'New vehicle sales are currently dictated more by supply than demand.‘
The rough finish to 2021, continued into January of 2022, with new vehicle purchasers continuing to face supply shortages off the back of semiconductor shortages, production slowdowns (including further COVID outbreaks), and shipping delays. The wait time for a new car order across the nation has reached an average of 124 days (based on a 3-month moving average), with some dealerships estimating at least 6-12 months for in-demand models. These long wait times have shifted the balance of power towards the dealerships, while also forcing potential buyers to consider demo and used cars (driving increases in their prices, in some cases even higher than brand new models).
The year started with January continuing the downward trend. Tasmania was the only state that recorded positive sales (up 15%). MG also continued its impressive run, with two vehicles breaking the top 10 for the first time ever (the MG ZS and the MG 3 ranked 8th and 9th respectively).
Despite the ongoing supply chain issues, the nation reported a month of positive sales in February. Looking deeper into the data, for the first time in recorded new-car sales history, there was only one passenger car that ranked inside the top 10. The Hyundai i30 came in at 9th with 1,756 sales, demonstrating the scale of the shift from passenger vehicles to utes and SUVs. For reference, the passenger vehicle market share dropped to just 18% of total sales, which is astonishing as it was 59% as recently as 2010.

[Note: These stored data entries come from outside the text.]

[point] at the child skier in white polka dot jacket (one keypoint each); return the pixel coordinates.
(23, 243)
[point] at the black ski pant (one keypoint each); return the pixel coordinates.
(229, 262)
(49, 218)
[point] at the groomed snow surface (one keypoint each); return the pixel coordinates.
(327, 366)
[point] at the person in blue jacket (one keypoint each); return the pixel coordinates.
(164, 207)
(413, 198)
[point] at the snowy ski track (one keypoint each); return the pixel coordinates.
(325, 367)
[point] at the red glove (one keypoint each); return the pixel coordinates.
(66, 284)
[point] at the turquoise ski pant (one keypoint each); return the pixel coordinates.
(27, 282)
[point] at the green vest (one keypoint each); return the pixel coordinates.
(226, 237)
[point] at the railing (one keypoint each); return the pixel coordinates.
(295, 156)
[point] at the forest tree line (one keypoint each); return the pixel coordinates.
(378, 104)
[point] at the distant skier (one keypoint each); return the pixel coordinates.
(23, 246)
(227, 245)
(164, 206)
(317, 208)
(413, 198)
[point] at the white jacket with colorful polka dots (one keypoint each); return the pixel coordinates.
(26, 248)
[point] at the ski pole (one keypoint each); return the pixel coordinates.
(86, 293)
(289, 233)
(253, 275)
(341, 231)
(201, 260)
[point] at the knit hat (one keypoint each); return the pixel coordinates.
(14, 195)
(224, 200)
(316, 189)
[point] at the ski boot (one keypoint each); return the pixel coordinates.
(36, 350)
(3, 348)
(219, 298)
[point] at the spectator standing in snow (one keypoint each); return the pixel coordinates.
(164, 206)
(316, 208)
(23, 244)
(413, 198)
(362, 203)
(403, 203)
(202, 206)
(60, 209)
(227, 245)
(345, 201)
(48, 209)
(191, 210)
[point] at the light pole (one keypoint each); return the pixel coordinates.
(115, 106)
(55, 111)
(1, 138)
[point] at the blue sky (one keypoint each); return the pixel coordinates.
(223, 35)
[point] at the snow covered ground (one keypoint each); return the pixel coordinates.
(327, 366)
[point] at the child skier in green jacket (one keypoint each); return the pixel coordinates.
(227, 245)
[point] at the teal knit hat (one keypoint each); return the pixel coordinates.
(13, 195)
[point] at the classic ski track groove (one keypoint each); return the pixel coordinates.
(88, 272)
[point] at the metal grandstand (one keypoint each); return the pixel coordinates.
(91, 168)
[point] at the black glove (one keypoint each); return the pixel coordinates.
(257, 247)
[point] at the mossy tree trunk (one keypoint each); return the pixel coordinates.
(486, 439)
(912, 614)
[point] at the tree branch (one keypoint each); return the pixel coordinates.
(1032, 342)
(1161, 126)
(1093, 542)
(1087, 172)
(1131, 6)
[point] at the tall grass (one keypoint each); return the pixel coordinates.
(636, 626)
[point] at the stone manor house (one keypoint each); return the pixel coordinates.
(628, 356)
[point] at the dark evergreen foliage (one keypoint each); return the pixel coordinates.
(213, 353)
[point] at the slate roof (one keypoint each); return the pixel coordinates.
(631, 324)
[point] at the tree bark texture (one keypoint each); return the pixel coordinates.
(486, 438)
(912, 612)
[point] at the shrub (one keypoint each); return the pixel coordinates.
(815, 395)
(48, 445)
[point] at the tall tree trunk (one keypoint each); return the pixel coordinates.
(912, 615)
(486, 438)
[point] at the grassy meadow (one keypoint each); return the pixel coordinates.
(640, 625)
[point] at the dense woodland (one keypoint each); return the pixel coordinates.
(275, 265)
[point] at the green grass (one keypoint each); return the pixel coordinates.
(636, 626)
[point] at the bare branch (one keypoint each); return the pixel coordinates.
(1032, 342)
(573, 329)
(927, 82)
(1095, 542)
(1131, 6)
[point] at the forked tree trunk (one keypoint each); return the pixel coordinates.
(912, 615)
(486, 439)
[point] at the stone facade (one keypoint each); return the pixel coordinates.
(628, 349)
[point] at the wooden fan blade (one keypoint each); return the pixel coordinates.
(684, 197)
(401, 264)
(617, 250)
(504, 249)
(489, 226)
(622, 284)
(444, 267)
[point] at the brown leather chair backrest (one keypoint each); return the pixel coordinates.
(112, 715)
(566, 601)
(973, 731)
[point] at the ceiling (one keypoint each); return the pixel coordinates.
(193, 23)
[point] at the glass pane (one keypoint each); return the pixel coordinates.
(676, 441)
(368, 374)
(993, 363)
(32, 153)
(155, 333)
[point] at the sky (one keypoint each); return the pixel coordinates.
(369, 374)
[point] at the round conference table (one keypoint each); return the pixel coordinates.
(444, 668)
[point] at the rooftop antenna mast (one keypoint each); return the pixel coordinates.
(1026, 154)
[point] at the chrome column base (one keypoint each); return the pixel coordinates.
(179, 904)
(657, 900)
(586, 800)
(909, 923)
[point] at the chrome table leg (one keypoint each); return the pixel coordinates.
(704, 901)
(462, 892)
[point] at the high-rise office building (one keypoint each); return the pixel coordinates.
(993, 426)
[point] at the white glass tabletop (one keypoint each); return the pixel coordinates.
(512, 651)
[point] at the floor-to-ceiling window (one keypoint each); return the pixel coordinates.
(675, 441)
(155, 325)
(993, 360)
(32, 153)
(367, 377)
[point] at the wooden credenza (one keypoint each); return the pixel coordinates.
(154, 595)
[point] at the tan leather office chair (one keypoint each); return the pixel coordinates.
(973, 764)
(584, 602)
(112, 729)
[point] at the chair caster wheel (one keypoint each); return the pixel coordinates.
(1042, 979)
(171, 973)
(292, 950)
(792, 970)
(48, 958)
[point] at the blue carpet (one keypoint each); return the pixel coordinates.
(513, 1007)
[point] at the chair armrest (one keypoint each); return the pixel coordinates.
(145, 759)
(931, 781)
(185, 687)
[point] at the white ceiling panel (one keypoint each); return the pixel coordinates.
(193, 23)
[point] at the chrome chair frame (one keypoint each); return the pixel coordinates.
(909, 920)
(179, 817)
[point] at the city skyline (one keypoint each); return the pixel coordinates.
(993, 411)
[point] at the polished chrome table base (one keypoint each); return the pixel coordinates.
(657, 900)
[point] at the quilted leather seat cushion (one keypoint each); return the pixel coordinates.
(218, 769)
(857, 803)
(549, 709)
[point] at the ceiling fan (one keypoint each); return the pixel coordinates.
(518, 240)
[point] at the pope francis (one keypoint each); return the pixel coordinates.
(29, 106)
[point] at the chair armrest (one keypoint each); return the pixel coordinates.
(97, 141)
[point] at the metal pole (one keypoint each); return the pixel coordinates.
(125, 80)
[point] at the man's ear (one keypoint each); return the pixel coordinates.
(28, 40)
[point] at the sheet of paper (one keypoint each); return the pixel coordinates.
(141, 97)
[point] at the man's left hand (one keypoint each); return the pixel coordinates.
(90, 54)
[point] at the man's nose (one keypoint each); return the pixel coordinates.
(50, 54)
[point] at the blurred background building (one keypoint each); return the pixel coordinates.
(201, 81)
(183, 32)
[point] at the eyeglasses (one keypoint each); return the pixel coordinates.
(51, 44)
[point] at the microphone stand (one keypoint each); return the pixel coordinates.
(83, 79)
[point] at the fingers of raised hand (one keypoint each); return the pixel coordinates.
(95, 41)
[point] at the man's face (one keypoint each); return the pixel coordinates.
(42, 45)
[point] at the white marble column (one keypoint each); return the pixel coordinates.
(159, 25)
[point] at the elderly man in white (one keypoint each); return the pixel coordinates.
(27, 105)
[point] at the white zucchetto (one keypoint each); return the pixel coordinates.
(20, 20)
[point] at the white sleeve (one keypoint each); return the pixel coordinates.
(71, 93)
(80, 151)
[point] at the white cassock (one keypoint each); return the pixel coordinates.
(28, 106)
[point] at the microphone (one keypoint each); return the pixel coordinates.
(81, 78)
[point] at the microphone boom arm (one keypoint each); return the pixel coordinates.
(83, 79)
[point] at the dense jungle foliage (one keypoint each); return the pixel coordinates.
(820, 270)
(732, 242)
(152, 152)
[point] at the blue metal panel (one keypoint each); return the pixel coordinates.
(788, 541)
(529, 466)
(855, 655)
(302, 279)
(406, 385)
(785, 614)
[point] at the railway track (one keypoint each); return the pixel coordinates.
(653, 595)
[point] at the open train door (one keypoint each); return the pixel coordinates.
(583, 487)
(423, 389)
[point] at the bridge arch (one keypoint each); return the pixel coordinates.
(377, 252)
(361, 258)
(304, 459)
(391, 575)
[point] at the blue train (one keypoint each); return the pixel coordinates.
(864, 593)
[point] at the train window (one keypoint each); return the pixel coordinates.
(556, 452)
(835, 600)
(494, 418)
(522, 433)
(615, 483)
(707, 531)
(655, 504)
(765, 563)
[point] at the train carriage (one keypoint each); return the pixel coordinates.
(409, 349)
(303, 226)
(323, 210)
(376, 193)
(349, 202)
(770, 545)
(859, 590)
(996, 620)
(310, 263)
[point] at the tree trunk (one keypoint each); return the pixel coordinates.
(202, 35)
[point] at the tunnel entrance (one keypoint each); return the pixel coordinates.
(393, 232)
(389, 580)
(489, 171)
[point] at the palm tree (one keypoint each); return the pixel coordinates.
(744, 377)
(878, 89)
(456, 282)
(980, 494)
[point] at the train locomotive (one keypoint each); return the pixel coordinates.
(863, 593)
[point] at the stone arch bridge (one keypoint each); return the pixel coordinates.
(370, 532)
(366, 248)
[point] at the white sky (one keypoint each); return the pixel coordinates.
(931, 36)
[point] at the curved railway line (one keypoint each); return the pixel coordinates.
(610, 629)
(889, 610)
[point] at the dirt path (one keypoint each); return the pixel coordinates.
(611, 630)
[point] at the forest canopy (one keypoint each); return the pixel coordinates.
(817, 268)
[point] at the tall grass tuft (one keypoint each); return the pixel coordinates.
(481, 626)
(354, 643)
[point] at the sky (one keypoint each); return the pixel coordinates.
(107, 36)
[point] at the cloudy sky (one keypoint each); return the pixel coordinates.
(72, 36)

March was a similar story to February, as the nation’s dealerships posted a second consecutive month of growth. With 101,233 new-car sales recorded, it was the highest March figure in 4 years and was just 5% below 2018’s record month. Further, the massively popular Toyota HiLux 4x4 saw its highest selling month of 4,911, up from the previous high of 4,811 back in June 2020. Another interesting talking point was the release of Tesla Q1 new-car sale figures. Whilst Tesla only provided an aggregate figure of vehicles delivered through the quarter, the 4,417 units put the American manufacturer at 15th for Q1.
April broke the trend of a positive start to 2022, with new-car sales falling more than 10% below the historical average for the month. Although April figures are always historically low due to fewer selling days (given the number of public holidays), this result is still considered poor.
In summary, we are 4-months of data into 2022 and global stock shortages continue to plague the automotive landscape. While we are hopeful of seeing a resolution, some industry experts predict this will last for as long as 18 more months. We will therefore continue to see strong sales numbers from manufacturers who have the capacity to build and deliver vehicles, even if they’re not the traditionally successful makes and models.